US News

CIA duo faces bust

A Pakistani court may order a murder investigation and seek international arrest warrants for two high-ranking CIA officers who oversaw drone attacks on suspected militants.

Jonathan Banks, the former CIA station chief in Islamabad, and John Rizzo, the CIA’s ex-general counsel, committed murder by ordering strikes that allegedly killed hundreds of innocent civilians, Pakistani attorneys charged.

“We have statements from a further 82 victims’ families relating to more than 30 drone strikes,” Shahzad Akbar, a lawyer, with Pakistan’s Foundation for Fundamental Rights, said.The CIA and Rizzo, who is now in private practice, did not return requests for comment.

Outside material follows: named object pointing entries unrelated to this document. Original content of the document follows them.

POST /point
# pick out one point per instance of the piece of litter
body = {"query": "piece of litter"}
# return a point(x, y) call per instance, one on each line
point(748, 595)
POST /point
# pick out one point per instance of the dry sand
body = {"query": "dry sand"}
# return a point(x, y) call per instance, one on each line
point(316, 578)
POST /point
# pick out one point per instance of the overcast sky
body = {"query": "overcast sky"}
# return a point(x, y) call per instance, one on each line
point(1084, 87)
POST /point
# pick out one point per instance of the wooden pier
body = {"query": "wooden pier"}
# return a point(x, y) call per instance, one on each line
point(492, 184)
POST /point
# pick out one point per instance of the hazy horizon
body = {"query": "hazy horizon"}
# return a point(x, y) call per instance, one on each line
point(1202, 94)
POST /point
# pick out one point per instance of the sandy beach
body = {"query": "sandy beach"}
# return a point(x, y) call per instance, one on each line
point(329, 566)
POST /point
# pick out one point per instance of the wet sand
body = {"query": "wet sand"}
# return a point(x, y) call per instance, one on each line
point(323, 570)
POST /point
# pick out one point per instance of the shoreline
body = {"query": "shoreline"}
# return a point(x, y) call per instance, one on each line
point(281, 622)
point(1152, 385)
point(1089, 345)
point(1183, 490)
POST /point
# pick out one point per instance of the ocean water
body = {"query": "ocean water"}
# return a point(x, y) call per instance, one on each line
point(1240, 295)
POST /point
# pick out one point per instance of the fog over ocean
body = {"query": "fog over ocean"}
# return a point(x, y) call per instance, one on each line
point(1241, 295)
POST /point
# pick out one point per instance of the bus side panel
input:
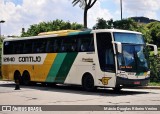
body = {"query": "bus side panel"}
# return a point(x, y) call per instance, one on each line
point(41, 72)
point(5, 72)
point(84, 63)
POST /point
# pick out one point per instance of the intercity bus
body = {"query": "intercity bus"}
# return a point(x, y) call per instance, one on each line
point(92, 58)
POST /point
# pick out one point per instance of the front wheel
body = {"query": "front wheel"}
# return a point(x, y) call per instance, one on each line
point(26, 78)
point(88, 83)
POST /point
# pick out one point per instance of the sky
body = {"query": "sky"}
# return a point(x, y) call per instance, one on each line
point(20, 14)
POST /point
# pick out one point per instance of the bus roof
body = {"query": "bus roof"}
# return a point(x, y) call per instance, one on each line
point(70, 32)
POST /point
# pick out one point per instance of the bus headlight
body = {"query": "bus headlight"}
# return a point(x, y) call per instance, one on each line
point(123, 76)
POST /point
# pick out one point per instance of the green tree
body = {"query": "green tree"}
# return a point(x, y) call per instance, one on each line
point(35, 29)
point(154, 29)
point(86, 5)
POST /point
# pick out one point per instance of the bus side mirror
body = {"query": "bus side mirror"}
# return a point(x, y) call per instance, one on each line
point(155, 48)
point(119, 46)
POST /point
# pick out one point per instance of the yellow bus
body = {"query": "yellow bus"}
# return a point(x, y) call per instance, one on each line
point(92, 58)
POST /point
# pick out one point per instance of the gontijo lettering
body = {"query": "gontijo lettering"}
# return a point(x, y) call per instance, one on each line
point(30, 59)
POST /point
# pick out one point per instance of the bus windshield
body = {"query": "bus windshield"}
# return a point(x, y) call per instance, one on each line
point(133, 57)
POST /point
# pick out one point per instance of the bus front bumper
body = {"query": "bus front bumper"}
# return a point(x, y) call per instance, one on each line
point(132, 82)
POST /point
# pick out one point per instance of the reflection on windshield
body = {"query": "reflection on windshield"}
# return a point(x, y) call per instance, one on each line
point(133, 58)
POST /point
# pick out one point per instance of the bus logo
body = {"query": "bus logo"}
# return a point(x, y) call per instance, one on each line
point(105, 80)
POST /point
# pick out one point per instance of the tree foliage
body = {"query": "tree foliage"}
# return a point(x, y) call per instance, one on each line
point(35, 29)
point(154, 29)
point(86, 5)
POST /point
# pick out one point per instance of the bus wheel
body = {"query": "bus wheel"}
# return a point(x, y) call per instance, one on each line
point(17, 77)
point(88, 83)
point(26, 78)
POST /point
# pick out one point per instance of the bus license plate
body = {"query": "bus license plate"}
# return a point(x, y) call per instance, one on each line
point(137, 82)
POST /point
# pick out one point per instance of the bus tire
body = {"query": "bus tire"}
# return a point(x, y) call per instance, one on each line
point(26, 78)
point(88, 82)
point(17, 77)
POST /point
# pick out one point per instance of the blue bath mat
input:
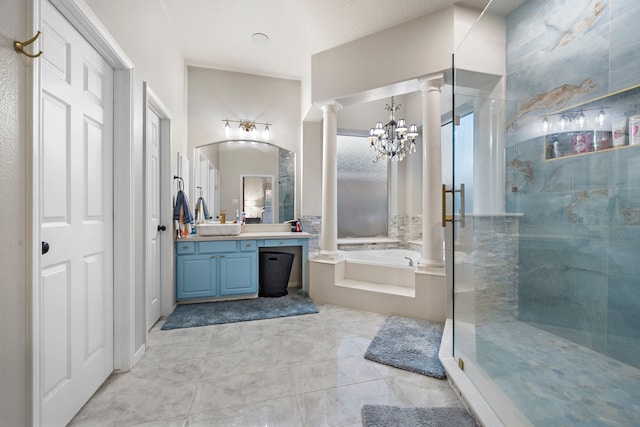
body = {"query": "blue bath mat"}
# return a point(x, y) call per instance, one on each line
point(215, 313)
point(409, 344)
point(393, 416)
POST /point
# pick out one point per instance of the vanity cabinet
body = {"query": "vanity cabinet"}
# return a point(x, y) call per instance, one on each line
point(216, 268)
point(210, 269)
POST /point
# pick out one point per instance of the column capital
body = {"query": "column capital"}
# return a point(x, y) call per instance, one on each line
point(432, 82)
point(332, 106)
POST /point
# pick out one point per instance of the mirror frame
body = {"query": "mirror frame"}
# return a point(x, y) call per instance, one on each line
point(277, 179)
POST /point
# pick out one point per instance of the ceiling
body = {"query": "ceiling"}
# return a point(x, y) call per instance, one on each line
point(217, 33)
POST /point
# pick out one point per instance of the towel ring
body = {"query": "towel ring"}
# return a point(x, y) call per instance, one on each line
point(19, 46)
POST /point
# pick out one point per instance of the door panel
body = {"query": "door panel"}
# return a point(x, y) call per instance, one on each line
point(76, 286)
point(152, 191)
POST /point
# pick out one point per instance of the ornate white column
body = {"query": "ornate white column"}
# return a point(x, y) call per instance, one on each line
point(329, 223)
point(432, 231)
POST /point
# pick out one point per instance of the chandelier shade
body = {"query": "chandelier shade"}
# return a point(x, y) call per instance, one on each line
point(393, 141)
point(247, 128)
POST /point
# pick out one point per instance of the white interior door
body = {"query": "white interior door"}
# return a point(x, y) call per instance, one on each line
point(75, 311)
point(152, 194)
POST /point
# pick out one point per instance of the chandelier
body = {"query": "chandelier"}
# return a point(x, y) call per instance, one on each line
point(393, 141)
point(247, 129)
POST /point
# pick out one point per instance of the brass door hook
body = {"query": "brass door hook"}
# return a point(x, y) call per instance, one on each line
point(19, 46)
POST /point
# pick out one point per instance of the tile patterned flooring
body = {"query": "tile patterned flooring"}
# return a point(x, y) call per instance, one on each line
point(293, 371)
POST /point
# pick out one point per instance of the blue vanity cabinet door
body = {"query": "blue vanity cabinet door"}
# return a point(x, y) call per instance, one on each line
point(238, 273)
point(196, 276)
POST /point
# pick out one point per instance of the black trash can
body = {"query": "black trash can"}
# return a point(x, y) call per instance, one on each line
point(275, 269)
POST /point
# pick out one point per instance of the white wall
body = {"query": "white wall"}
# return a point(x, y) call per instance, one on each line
point(215, 95)
point(416, 48)
point(14, 310)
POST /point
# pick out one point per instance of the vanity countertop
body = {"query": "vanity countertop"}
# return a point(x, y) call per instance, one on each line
point(252, 235)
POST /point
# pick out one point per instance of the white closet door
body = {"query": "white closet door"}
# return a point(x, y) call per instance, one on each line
point(76, 171)
point(152, 191)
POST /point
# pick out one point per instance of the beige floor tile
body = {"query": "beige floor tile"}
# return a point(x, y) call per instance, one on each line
point(303, 371)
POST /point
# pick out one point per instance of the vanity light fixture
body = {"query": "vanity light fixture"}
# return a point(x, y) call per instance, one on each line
point(393, 141)
point(247, 127)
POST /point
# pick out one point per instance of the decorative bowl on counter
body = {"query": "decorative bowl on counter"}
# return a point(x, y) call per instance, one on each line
point(217, 229)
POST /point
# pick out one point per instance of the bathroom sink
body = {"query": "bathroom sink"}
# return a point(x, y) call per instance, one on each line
point(217, 229)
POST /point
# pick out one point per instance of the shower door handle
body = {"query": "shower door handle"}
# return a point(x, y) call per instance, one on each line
point(450, 218)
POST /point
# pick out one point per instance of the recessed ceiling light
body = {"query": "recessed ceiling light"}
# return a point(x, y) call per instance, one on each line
point(260, 38)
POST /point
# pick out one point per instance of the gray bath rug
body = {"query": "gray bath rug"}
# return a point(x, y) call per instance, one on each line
point(409, 344)
point(215, 313)
point(393, 416)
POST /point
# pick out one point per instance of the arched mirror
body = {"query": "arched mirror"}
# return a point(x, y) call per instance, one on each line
point(254, 177)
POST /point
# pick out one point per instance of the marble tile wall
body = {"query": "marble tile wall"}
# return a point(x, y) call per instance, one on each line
point(581, 225)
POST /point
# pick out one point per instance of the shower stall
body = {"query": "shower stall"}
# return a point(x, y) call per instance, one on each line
point(546, 278)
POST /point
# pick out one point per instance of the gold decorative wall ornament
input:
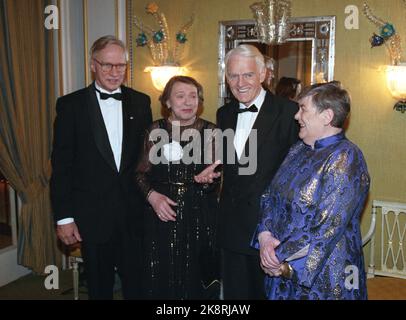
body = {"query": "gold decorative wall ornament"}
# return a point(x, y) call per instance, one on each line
point(272, 20)
point(165, 53)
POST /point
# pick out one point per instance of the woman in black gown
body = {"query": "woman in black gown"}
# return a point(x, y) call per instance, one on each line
point(180, 214)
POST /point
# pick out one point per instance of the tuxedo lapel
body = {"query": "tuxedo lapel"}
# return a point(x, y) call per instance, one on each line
point(265, 120)
point(99, 128)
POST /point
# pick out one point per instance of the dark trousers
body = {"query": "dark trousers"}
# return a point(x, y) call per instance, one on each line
point(242, 277)
point(122, 252)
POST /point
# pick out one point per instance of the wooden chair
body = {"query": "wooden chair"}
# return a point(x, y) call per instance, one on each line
point(392, 262)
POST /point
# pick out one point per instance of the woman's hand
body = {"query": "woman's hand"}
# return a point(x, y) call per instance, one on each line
point(208, 174)
point(162, 206)
point(269, 262)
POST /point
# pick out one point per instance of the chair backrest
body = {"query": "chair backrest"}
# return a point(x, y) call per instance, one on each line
point(392, 239)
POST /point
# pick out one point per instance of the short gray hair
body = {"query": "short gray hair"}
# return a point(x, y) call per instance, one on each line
point(246, 50)
point(330, 95)
point(104, 41)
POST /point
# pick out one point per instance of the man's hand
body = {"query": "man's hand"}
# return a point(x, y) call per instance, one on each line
point(267, 244)
point(208, 174)
point(162, 206)
point(68, 233)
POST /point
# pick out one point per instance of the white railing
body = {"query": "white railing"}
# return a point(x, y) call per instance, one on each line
point(392, 240)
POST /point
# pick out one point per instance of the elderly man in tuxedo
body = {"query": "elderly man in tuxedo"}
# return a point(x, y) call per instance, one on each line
point(247, 170)
point(98, 136)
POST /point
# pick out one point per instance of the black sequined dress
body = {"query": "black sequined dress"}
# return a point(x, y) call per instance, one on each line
point(180, 256)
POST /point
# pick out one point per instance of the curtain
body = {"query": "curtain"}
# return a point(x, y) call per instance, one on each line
point(27, 99)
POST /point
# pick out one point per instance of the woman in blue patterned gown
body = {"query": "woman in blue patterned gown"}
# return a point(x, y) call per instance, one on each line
point(309, 235)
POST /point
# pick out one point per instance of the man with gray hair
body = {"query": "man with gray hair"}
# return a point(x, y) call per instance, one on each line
point(98, 138)
point(254, 109)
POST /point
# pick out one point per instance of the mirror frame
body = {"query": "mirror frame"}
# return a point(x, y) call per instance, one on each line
point(320, 30)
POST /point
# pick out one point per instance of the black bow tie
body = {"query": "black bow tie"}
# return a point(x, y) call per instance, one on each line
point(105, 96)
point(252, 108)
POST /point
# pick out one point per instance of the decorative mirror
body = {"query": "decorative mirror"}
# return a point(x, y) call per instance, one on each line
point(308, 54)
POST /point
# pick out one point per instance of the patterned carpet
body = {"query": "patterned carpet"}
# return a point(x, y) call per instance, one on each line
point(385, 288)
point(31, 287)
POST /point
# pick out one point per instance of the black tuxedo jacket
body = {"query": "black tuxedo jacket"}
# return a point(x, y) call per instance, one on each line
point(85, 182)
point(277, 130)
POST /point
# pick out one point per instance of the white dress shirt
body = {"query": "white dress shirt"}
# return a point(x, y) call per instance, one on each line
point(111, 110)
point(245, 122)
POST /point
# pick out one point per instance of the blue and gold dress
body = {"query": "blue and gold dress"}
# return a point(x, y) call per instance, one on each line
point(316, 199)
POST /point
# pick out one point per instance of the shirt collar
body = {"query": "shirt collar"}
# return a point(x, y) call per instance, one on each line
point(258, 101)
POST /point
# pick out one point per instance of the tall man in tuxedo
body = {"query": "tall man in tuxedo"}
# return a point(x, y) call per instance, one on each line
point(272, 117)
point(98, 137)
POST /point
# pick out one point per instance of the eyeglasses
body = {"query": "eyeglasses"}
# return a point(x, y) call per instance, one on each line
point(107, 67)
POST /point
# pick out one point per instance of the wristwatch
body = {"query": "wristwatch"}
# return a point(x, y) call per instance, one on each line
point(287, 270)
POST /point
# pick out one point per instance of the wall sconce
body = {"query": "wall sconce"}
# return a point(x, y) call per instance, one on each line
point(165, 55)
point(396, 72)
point(396, 82)
point(160, 75)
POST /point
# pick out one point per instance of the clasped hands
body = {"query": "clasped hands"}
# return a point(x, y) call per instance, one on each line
point(162, 204)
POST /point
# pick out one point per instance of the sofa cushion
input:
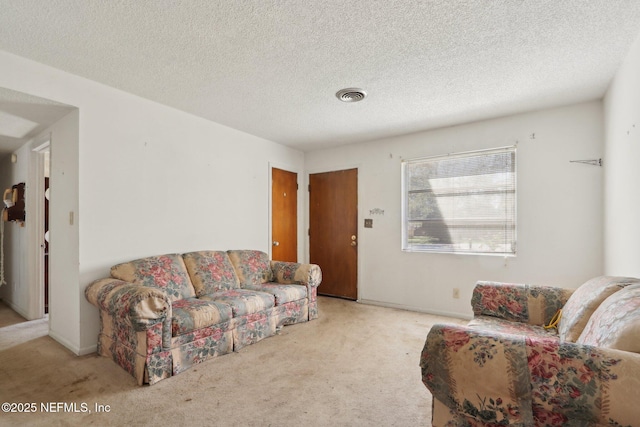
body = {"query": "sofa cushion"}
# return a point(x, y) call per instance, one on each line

“This is their only hope of justice,” he said.

Last summer, Akbar, along with attorneys for the British anti-death-penalty coalition Reprieve, filed court papers demanding that Pakistani authorities classify the drone strikes — a cornerstone of the covert US war against al Qaeda — as murder.

An Islamabad court is expected to render a decision soon on Akbar’s petition, the paper reported.

If the petition is granted the court could ask the international police network Interpol to issue a “red notice,” which is similar to an international arrest warrant.

It is unclear if Interpol would honor the request because its charter forbids it from “undertaking any intervention or activities of a political, military, religious or racial character.”

Banks was hastily recalled in December 2010 after a Pakistani tribesman outed him as the CIA station chief and accused him of killing his brother in a 2009 drone strike.

Since Banks was undercover and in the country on a business visa, he did not have diplomatic immunity and could have faced prosecution, Pakistani attorneys claimed at the time.

Rizzo was the Langley, Va.-based CIA general counsel who oversaw the drone program for many years until his retirement in October 2009.